安徒生童话英文版:The Dryad 树精

发布时间:2017-08-11 编辑:tyl

  Here she was certainly living, in the deafening tumult. Perhaps she had just stepped out of one of the gorgeous carriages in waiting. Handsome equipages, with coachmen in gold braid and footmen in silken hose, drove up. The people who alighted from them were all richly-dressed ladies. They went through the opened gate, and ascended the broad staircase that led to a building resting on marble pillars. Was this building, perhaps, the wonder of the world? There Mary would certainly be found.

  “Sancta Maria!” resounded from the interior.
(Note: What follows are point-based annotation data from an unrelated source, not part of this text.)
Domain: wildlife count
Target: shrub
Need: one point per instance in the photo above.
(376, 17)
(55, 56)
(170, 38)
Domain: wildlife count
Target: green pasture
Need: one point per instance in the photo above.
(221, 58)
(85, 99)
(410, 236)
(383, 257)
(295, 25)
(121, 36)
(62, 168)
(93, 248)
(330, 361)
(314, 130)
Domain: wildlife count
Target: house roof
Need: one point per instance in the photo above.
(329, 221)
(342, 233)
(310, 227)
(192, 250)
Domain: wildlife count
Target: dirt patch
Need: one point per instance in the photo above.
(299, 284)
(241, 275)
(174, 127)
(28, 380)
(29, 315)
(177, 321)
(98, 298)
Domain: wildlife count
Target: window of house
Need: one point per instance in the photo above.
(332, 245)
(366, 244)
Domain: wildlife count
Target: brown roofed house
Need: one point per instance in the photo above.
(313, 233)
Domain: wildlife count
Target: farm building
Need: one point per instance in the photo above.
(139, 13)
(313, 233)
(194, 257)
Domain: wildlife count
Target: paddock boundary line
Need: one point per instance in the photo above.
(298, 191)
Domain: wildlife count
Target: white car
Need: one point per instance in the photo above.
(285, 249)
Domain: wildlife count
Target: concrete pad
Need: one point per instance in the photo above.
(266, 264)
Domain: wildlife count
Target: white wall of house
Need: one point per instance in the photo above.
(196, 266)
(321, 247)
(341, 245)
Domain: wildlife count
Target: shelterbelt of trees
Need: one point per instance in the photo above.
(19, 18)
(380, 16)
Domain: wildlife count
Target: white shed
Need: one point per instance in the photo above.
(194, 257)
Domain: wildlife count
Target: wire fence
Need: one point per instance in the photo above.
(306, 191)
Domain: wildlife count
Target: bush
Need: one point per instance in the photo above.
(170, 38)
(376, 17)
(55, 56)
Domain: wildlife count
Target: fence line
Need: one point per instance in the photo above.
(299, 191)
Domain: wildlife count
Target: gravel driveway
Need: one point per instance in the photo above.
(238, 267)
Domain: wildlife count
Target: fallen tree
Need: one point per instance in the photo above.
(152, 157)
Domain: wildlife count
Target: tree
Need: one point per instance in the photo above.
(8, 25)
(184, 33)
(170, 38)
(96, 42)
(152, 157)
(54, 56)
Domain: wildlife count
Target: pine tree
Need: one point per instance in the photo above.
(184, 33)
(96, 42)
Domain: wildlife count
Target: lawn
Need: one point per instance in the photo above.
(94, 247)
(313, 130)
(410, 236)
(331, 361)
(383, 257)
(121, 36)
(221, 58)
Incense floated through the lofty painted and gilded aisles, where a solemn twilight reigned.

  It was the Church of the Madeleine.

  Clad in black garments of the most costly stuffs, fashioned according to the latest mode, the rich feminine world of Paris glided across the shining pavement. The crests of the proprietors were engraved on silver shields on the velvet-bound prayer-books, and embroidered in the corners of perfumed handkerchiefs bordered with Brussels lace. A few of the ladies were kneeling in silent prayer before the altars; others resorted to the confessionals.

  Anxiety and fear took possession of the Dryad; she felt as if she had entered a place where she had no right to be. Here was the abode of silence, the hall of secrets. Everything was said in whispers, every word was a mystery.

  The Dryad saw herself enveloped in lace and silk, like the women of wealth and of high birth around her. Had, perhaps, every one of them a longing in her breast, like the Dryad?

  A deep, painful sigh was heard. Did it escape from some confessional in a distant corner, or from the bosom of the Dryad? She drew the veil closer around her; she breathed incense, and not the fresh air. Here was not the abiding-place of her longing.

  Away! away—a hastening without rest. The ephemeral fly knows not repose, for her existence is flight.

  She was out again among the gas candelabra, by a magnificent fountain.

  “All its streaming waters are not able to wash out the innocent blood that was spilt here.”

  Such were the words spoken. Strangers stood around, carrying on a lively conversation, such as no one would have dared to carry on in the gorgeous hall of secrets whence the Dryad came.

  A heavy stone slab was turned and then lifted. She did not understand why. She saw an opening that led into the depths below. The strangers stepped down, leaving the starlit air and the cheerful life of the upper world behind them.

  “I am afraid,” said one of the women who stood around, to her husband, “I cannot venture to go down, nor do I care for the wonders down yonder. You had better stay here with me.”

  “Indeed, and travel home,” said the man, “and quit Paris without having seen the most wonderful thing of all—the real wonder of the present period, created by the power and resolution of one man!”

  “I will not go down for all that,” was the reply.

  “The wonder of the present time,” it had been called. The Dryad had heard and had understood it. The goal of her ardent longing had thus been reached, and here was the entrance to it. Down into the depths below Paris? She had not thought of such a thing; but now she heard it said, and saw the strangers descending, and went after them.